Obserwując rynek wydawniczy z przykrością stwierdzam, iż bestsellerami często okrzykiwane są powieści na miarę Pięćdziesięciu twarzy Greya, w których prym wiedzie wszechobecny, nierzadko brutalnością podszyty seks, zaś w Rachunku nieprawdopodobieństwa próżno szukać sceny czysto erotycznej, chyba że za taką uznamy senne marzenie Pawła Jeża, ujęte jednak tak, że nie budzi niesmaku, ani nie gorszy. Co sądzisz o „literackiej modzie na seks” i czy pamiętasz, o czym myślałaś kreśląc swoją scenę?

Przyznam, że jestem dość wstrząśnięta ogromnym popytem na wręcz rzeźniczy, pornograficzny seks w literaturze… I w dodatku takie zainteresowania przejawiają głównie kobiety. Co się stało, na miłość boską? Czy to znak naszych czasów?
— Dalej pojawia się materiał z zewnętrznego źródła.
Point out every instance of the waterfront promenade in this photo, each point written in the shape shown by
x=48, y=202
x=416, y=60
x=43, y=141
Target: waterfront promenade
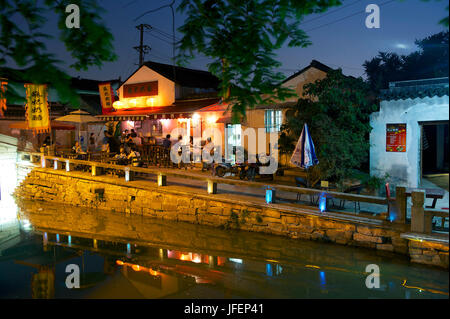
x=199, y=198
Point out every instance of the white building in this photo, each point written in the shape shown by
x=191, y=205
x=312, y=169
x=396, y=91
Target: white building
x=410, y=132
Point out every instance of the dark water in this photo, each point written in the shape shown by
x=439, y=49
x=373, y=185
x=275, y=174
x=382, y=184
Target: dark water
x=123, y=256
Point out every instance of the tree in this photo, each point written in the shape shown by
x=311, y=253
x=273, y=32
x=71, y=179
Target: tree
x=22, y=43
x=337, y=110
x=241, y=37
x=431, y=60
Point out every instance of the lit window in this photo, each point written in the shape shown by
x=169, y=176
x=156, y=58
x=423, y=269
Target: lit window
x=272, y=120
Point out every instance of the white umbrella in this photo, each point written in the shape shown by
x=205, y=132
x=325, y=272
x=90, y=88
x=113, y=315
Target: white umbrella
x=78, y=117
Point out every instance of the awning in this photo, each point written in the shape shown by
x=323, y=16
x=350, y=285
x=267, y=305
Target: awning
x=111, y=117
x=225, y=120
x=54, y=126
x=180, y=109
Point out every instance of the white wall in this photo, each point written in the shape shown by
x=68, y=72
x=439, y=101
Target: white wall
x=166, y=88
x=404, y=168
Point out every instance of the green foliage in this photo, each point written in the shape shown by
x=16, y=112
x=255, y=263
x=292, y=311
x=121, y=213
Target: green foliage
x=337, y=110
x=241, y=37
x=431, y=60
x=22, y=44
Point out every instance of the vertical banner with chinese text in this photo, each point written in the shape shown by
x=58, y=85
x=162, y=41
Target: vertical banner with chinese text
x=3, y=84
x=37, y=108
x=106, y=97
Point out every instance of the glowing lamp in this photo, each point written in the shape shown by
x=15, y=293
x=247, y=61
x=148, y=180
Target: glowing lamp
x=136, y=267
x=211, y=119
x=119, y=105
x=153, y=272
x=150, y=101
x=322, y=202
x=270, y=195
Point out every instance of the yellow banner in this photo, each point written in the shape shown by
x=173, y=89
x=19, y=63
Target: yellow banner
x=3, y=85
x=106, y=97
x=37, y=108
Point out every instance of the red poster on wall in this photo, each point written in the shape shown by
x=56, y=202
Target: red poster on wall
x=395, y=137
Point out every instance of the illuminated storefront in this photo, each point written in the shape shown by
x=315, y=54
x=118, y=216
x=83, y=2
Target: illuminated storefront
x=160, y=99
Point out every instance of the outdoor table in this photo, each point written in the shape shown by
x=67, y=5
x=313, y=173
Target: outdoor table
x=434, y=193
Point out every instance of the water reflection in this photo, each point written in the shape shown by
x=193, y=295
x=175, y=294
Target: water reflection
x=123, y=256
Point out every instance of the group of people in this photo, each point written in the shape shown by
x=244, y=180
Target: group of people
x=132, y=157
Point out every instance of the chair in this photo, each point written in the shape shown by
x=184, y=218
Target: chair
x=300, y=182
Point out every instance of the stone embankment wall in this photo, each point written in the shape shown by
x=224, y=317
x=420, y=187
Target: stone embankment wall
x=170, y=203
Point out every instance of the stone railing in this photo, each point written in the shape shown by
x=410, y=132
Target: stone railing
x=396, y=207
x=421, y=218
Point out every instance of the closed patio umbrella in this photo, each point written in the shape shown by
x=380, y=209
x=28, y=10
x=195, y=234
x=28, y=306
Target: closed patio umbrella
x=304, y=155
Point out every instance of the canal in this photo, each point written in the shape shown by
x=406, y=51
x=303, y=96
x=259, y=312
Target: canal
x=129, y=256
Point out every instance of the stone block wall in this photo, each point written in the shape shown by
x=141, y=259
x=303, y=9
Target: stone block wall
x=107, y=193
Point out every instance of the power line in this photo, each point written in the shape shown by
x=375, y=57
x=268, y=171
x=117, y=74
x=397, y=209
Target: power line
x=143, y=49
x=164, y=40
x=154, y=10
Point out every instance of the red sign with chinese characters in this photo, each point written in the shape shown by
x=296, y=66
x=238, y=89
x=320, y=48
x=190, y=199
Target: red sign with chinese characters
x=395, y=137
x=140, y=89
x=106, y=97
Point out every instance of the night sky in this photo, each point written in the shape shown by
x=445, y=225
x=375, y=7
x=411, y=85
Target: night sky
x=339, y=36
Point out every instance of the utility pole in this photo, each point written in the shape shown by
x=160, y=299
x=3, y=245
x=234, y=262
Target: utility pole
x=142, y=49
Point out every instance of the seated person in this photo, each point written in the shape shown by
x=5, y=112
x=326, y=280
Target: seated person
x=122, y=158
x=77, y=150
x=134, y=157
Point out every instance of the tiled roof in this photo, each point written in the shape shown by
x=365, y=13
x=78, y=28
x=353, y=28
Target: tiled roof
x=415, y=89
x=314, y=64
x=184, y=76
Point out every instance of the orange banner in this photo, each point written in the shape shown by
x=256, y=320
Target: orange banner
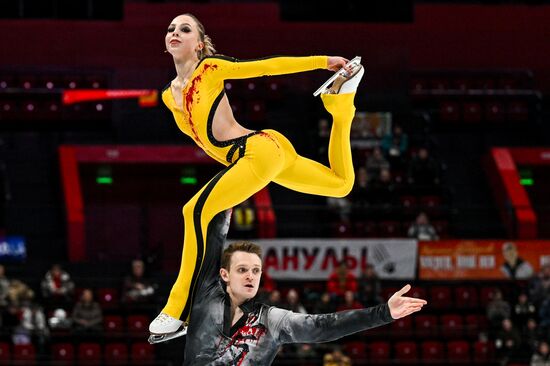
x=481, y=259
Przyznaję, że seks jest bardzo ważnym elementem życia, ale nawet gdy nie idą za nim uczucia, jest jednak intymnym spotkaniem dwojga osób i naprawdę można tę fizyczność opisać z taktem i kulturą. Można zostawić jakiś domysł, jakąś tajemnicę w opisie, nawet jeśli chcemy cały akt ująć w słowa. Dla mnie mistrzem scen erotycznych jest Marek Hłasko, który mówi akurat tyle, ile potrzeba. Resztę zostawia wyobraźni. W trakcie pisania starałam się mieć go za wzór J

Wiem, że Czytelnicy lubią w książkach sceny erotyczne (robiłam badanie konsumenckie u mnie w biurze!), ale między erotyką a pornografią jest przepaść – głównie dobrego smaku. Wierzę, że można opisać scenę nawet ostrego seksu w sposób nie budzący niesmaku i wewnętrznego protestu. I wiem też, że jest to trudne.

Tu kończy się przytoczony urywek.